We find a similar pattern in the area-weighted average intra-annual correlations (Figure 3). A positive correlation indicates that the warmer months have the greater variability and a negative correlation indicates that the colder months have the higher variability—the result anticipated from PBL-response theory. Therefore in the regions where the PBL response plays a more dominant role in determining SAT variability we would expect a stronger negative correlation. Such strong negative correlations are found for overland locations and, with the exception of the INMCM4 and NOAA 20th Century Reanalysis results, the strongest correlations are found for lowland locations. This pattern of intra-annual correlations can be readily understood from the associated geographical distribution.
There is a very similar geographical pattern to the intra-annual correlations in all CMIP5 models and reanalysis with strong negative correlations across the middle- and high-latitude continental regions and over the Arctic Ocean (Figure 4). There are two bands of strong positive correlation over the Atlantic and Pacific oceans. Hence the biggest difference in the geographical mean correlations (Figure 3) comes from the application of the land filter. These bands of positive correlation—suggesting the warmer months are more variable than colder months—lie over the storm tracks and reflect the high inter-annual variations in the summer air temperatures over these regions. This is to be expected as SATs over open ocean are governed by the sea-surface temperature (SST). In winter there is a relatively deep ocean mixed layer and relatively small inter-annual variations in the radiative forcing, and so the SST is relatively consistent from year to year. However, in the summer time the water is warmer, the mixed layer is shallower (and so the effective heat capacity is lower), and so the strong variations in the radiative forcing from inter-annual changes in the cloud cover can strongly affect the SST, and thus the SAT (Figure 5).
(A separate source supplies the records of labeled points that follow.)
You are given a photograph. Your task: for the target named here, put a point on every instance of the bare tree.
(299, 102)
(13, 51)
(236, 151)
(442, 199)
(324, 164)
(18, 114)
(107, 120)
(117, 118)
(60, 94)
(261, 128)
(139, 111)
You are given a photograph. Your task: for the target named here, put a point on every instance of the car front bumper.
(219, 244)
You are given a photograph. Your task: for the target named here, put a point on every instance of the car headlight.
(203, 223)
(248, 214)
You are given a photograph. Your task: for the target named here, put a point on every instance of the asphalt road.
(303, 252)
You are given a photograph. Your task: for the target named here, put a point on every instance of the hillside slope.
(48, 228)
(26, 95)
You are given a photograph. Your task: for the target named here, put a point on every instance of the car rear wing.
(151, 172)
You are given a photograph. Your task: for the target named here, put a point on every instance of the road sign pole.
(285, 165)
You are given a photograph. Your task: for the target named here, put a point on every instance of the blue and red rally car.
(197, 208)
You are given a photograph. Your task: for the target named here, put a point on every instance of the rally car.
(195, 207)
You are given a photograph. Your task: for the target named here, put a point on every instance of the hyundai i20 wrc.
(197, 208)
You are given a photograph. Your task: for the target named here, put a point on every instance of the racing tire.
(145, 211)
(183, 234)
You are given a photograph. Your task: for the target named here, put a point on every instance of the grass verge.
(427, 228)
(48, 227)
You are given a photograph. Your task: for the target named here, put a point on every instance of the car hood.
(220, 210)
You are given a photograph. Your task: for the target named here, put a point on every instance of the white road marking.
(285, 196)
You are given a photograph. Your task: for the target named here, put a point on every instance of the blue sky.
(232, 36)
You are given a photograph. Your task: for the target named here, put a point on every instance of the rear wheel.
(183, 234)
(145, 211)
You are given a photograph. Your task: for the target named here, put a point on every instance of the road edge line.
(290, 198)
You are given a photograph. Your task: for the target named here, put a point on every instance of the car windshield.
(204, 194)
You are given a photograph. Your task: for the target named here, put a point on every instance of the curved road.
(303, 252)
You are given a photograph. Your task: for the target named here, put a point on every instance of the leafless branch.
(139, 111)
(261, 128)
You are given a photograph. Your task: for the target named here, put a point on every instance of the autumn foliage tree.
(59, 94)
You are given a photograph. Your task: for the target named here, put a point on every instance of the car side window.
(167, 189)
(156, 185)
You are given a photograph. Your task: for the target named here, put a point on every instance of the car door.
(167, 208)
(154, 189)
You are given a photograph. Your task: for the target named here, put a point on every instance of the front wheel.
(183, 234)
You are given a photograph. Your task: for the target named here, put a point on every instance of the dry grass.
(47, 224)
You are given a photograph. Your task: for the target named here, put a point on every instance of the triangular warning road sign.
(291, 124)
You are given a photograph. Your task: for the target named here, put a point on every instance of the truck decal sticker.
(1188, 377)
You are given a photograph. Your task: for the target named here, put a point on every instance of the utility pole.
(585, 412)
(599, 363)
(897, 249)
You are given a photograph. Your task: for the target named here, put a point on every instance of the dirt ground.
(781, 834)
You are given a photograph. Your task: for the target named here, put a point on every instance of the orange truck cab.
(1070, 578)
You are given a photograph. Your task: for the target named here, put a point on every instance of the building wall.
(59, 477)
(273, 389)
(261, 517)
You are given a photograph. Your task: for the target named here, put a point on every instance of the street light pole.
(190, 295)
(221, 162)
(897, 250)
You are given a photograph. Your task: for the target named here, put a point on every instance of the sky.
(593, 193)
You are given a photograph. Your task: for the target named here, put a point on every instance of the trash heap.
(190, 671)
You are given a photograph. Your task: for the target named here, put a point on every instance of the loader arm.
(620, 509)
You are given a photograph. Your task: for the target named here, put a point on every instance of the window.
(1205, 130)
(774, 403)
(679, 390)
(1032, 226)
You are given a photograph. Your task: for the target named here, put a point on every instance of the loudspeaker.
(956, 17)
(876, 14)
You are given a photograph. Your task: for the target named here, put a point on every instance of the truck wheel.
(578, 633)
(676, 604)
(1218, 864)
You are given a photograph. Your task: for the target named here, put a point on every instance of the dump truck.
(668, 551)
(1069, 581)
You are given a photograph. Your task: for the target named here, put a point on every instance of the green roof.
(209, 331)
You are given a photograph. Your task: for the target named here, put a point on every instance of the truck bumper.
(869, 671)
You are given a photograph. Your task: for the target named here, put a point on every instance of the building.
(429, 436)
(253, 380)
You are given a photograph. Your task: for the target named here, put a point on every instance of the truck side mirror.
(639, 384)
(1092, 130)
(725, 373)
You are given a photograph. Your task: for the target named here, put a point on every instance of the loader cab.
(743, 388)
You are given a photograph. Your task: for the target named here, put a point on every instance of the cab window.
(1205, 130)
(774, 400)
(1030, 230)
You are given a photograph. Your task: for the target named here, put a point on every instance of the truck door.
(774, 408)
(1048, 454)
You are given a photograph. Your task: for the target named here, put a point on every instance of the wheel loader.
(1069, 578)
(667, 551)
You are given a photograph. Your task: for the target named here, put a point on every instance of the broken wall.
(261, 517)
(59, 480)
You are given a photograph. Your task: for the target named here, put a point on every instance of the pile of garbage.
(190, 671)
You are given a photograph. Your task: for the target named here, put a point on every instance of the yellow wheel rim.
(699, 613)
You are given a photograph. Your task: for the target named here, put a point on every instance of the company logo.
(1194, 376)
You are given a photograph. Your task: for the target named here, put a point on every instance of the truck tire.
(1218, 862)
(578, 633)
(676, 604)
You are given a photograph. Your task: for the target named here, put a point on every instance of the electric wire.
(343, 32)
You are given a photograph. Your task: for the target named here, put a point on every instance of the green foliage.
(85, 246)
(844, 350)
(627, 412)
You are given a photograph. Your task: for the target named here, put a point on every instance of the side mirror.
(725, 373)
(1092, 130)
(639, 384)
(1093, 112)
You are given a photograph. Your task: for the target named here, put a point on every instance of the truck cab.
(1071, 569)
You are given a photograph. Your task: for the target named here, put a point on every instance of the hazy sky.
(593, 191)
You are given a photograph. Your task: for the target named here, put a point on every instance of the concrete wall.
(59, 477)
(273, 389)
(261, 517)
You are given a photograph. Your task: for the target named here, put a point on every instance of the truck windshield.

In this study, we used the results from the latest phase of the CMIP to identify one of the climatological features of SAT variability: the strong negative correlation between SAT mean and variability. This result was confirmed in multiple reanalysis datasets on inter-annual and intra-annual timescales. This relation is consistent with the PBL-response hypothesis that the differences in the SAT variability are, in part, due to variations in the effective heat capacity of the atmosphere such that, the lower the effective heat capacity, the greater the SAT response to a given forcing (EDO12). This was confirmed using the PBL depth data available in the ERA-Interim reanalysis dataset, where we found a strong link between the climatology of the PBL and the SAT response to forcing on intra- and inter-annual timescales. Indeed, these results are difficult to explain on the basis of soil moisture and cloud cover changes alone. When we include the highland locations where the PBL is exposed to the free atmosphere—and as such is not expected to produce the same response—we find a weaker correlation between the SAT mean and SD. This is in agreement with our expectation that this relationship is a consequence of the PBL response.
This work has been funded by the Norwegian Research Council FRINAT project PBL-feedback 191516/V30.